Après quoi, même allongée dans le noir, on rate sa nuit, parce que (va comprendre, Charlie !) bizarrement, notre corps se sent assez mal dans sa peau... la télé, ou l'ordi en guise de magnétoscope, c'est pas si malsain, finalement
- @ Fr@mboize : je savais bien que je pouvais compter sur toi, c'est dans le besoin qu'on reconnaît ses amis...

@ Anne : après avoir lu ton quotidien, c'est promis, je ne me plaindrai plus jamais de mon sort (sauf quand il n'y aura pas de pizza à la cantine, faut pas déconner y a des choses graves dans la vie).

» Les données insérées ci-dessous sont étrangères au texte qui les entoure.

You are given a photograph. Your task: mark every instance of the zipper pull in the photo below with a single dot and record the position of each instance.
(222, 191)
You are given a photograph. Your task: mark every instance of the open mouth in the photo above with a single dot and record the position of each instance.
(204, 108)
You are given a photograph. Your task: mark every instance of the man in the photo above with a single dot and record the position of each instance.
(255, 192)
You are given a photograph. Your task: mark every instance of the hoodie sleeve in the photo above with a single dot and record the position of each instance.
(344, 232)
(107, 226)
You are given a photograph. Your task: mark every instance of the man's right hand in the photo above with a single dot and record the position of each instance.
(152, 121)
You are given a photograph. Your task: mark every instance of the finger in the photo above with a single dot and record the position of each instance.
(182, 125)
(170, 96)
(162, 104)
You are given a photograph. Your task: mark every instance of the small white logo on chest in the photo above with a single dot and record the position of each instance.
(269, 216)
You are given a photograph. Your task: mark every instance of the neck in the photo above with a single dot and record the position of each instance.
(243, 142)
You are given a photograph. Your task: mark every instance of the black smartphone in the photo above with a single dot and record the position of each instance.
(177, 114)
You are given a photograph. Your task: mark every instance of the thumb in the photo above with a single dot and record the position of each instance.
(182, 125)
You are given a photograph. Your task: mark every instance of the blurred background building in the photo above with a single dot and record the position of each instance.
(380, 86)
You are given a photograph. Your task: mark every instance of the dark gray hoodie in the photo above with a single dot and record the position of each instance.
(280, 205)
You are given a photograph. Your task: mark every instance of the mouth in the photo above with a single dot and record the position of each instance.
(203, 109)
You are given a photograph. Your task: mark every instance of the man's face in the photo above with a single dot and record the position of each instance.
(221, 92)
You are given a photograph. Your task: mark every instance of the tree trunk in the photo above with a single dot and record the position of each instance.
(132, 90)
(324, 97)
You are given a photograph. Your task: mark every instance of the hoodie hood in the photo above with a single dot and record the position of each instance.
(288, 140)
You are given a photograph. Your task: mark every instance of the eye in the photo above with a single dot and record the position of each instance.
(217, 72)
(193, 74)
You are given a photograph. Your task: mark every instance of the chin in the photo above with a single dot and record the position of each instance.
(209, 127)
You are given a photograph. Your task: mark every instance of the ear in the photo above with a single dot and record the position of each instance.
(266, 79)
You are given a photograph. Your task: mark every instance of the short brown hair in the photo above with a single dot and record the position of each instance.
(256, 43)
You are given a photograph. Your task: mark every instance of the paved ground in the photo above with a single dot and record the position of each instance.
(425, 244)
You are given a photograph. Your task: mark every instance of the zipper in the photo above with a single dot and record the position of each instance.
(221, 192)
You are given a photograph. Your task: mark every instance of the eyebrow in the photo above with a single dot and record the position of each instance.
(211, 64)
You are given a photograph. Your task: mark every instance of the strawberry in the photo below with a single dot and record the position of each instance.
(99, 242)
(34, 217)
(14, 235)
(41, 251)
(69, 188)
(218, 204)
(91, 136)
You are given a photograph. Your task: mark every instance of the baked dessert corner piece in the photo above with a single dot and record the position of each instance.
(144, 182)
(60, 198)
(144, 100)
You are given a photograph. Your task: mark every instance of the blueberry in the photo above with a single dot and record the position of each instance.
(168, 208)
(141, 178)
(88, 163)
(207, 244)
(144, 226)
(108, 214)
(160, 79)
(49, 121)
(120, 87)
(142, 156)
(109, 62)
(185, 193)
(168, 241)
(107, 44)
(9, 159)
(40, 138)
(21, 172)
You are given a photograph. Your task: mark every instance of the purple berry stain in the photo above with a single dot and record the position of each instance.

@ Norzem : la téloche ne serait rien sans une bien plus grande invention, la ménagère de moins de 50 ans.
@ Eklaan : c'est pas vrai, tu étais dans une chambre d'hôtel équipée juste pour DORMIR ???
@ Julien : c'est un excellent résumé, et je plaide coupable. La télé me fait l'effet d'un Luna Park, et j'avoue vouloir faire un tour de manège à chaque fois que je l'allume. Juste pour vérifier que j'ai toujours envie de vomir après. Quant à Cindy, merde, ne me dis pas qu'elle a été éliminée ?
@ Nekkonezumi : après 15 bières, il est de notoriété publique qu'aucune paire d'yeux ne peut fixer un écran. Quel bel alibi tu as !
@ Maldoror : comme je m'en suis déjà ouvert sur ce blog, je crois que je n'ai pas à me plaindre de ma situation professionnelle et des missions qui me sont confiées par mon employeur bien aimé (étant entendu que tout ce que j'ai raconté un peu plus haut était largement romancé). J'espère juste ne pas être éliminé de cette putain de ferme en Afrique du Sud.





Nan, franchement, je suis sûre qu'il va retrouver beaucoup de sa life dans ta description de ta mission d'"expert" envoyé au front par des boss qui se fichent pas mal si tu maîtrises le sujet ou pas, les nuits sont faites pour quoi sinon se préparer?
Quant à ton périple grève-gastro, je compatis.
Enfin, la tv dans les chambres d'hôtel, c'est effectivement un gros piège... Récupère bien!